Wednesday, May 26, 2010

LaTex I need

A couple of things I need to do automatically in LaTeX (pointers appreciated):
  • Put an index from bib items to the text so I know where a paper is cited within the body of the paper. This will of course be a list per bib item.
  • Number each line of the body of the paper, so I can refer to (page no, line no), rather than say eg (3rd line of paragraph 5).
Well, I have been P-Cee-ing. For theory conferences, I like to read all the papers, no (or\epsilon) subrefereeing. I set up the pile, and frequently reorder so I switch topics (data structures, scheduling, auctions, string algorithms, ...) and mix it up with papers that are easy to read --- accept or reject, papers that one has to plow through because of the details, papers that need checking prior work, thin papers or thick appendices, native English or labored writing, ...


Saturday, May 22, 2010


  • I signed up to be a CI Fellows mentor this time.

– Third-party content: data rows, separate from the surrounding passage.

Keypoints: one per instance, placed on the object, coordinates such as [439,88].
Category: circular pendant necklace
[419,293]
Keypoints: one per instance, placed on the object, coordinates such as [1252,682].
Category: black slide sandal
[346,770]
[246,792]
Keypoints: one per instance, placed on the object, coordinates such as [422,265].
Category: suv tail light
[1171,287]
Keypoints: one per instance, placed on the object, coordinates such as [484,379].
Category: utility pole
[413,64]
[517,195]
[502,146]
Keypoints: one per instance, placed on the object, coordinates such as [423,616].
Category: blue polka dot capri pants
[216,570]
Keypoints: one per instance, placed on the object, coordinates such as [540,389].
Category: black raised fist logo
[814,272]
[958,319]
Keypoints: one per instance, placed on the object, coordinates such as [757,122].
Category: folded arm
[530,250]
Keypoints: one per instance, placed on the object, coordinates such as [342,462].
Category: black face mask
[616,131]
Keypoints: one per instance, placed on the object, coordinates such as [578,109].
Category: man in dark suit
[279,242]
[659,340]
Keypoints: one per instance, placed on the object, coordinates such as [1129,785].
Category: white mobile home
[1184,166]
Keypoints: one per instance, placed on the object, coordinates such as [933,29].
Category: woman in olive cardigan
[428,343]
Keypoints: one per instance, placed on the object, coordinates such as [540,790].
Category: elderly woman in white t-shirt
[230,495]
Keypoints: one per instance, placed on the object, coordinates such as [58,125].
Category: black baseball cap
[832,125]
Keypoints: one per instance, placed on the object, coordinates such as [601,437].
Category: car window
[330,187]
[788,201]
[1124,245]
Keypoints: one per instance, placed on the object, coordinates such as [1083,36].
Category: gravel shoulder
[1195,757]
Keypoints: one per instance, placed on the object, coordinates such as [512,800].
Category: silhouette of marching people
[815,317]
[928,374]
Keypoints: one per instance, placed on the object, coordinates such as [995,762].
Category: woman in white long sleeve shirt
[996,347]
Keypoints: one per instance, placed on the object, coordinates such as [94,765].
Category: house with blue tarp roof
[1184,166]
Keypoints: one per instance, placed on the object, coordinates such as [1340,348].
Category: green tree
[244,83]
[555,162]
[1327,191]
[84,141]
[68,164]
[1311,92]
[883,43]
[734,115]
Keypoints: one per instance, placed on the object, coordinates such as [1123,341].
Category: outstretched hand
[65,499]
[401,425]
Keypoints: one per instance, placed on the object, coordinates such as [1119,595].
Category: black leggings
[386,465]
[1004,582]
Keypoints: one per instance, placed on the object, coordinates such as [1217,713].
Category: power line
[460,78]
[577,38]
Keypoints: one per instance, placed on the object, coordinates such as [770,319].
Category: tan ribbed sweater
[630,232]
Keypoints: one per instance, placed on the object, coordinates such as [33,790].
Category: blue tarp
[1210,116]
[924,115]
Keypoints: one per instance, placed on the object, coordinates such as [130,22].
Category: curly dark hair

Deadline is Monday, May 24th.
  • I heard Benny Pinkas talk about some of his recent results. Starting from the simple task of backing up ones' files on the cloud (eg., Mozy, Dropbox), he motivated the security pitfalls of deduplication (cloud does not maintain multiple copies of the same file). Very interesting!
  • Consider the DJIA plunge a couple of weeks ago. What modeling, theoretical analysis will give us better insights into how financial market dynamics work?
  • Kishore Papineni told me about certainty equivalence principle in stochastic optimal control, conditions under which forecasting and optimization may be separated. Note to self: need to follow up!
  • And I heard a local wise researcher call someone the "go through" guy. :)


Friday, May 14, 2010

Collections, Memories and Friends

Friends, families, point out things, and they remain with you:
  • Sometime ago, I got a much-appreciated gift of 4-volume set World of Mathematics. A gem, with the original papers that have become folklore results (from Descartes, Galileo to Turing, Neumann and others) together with a thoughtful commentary of them.
  • Recently, I got an email pointer to this collection: A collection a day, a serene arrangement of a objects, drawn, photographed, imagined or painted.

Saturday, May 08, 2010

Subhash Slams

We all (should) know Subhash Khot won NSF's Alan T Waterman Award. Here is the NSF press release for the event where he was given the award, and video of an interview with Subhash.

I remember seeing this young Subhash in my office at Rutgers once when he was a student at Princeton and wondering what this ultra sharp and ultra nice researcher will produce in his life: we now have a few datapoints and they are amazing. Congratulations to Subhash!


Monday, May 03, 2010

On the Poetry of Data

Point out a cute observation about an individual in a store, and immediately the data miner wants to rearrange the store to optimize revenue, or the researcher wants to tap into the privacy angst. What happened to the subtle reliance on observational data to nudge a detective story, or for poetry?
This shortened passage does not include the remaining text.